If you’re invisible, you’re doing something right.
An alarming number of articles I’ve read on management really only try to teach you how to “look good” when you scratch the surface of their content. This can be extremely destructive for your team. The first thing you must adhere to and realise as any kind of manager is that your team does not work for you, you work for them.
Your sole mission is to make their lives easier and remove as many hurdles as possible, so your team can be as productive as possible. You should be identifying and managing boring or extra work your team is having to perform, such as endless paperwork, filling out forms or repetitive tasks. These are examples of things that drain energy from your team and slow them down. Anything that sits outside the sphere of work your team must complete to fulfil their current mission should be eliminated, simplified or delegated.
Every member of your team has the right to focus on doing their job, and some may even be so bold as to say they should be allowed to enjoy doing it. It should not just be a pipe dream for employees to get paid to have fun. A manager should work tirelessly to make this dream a reality and strive to remove all the boring aspects of work.
And yes, this will mean some of those boring, administrative or repetitive tasks that weigh your team down will fall on you to complete. You need to be able to see the reward in making someone else’s life easier, even if it might sometimes make your own life a little harder.
Criticise in private, praise in public
Finger pointing and blaming is the clearest indicator of a dysfunctional team. It is the symptom but paradoxically also the cause of many interpersonal issues a team may have. You can give constructive feedback to people in private, but it is your duty to never lay blame on a single individual in public. Any issue is a team issue.

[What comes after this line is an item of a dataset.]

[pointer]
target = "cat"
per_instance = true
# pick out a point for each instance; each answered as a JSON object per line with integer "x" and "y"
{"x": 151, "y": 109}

If you see anyone reporting a fault and looking for someone to blame you need to step in and make it clear that naming and shaming will not solve the issue, on the contrary it will just slow the solution down. The only thing that matters is how to fix it and how to prevent it from happening again in the future. This approach will organically make your product better and more resilient.
When it comes to praise, one of the cold hard truths as a manager you might not want to hear is that you did not do any of the actual work that makes your product look good. One of your team members did that. If any praise comes your way this should be redirected to the person who did the actual work. Your ego has no place here, instead champion your team at every opportunity, they will be the ones to carry you to greatness. Your only success metric is how successful your team is!
Follow these simple philosophies and your team will thank you for it. I guarantee you’ll see an increase in work velocity and a happy and productive work environment!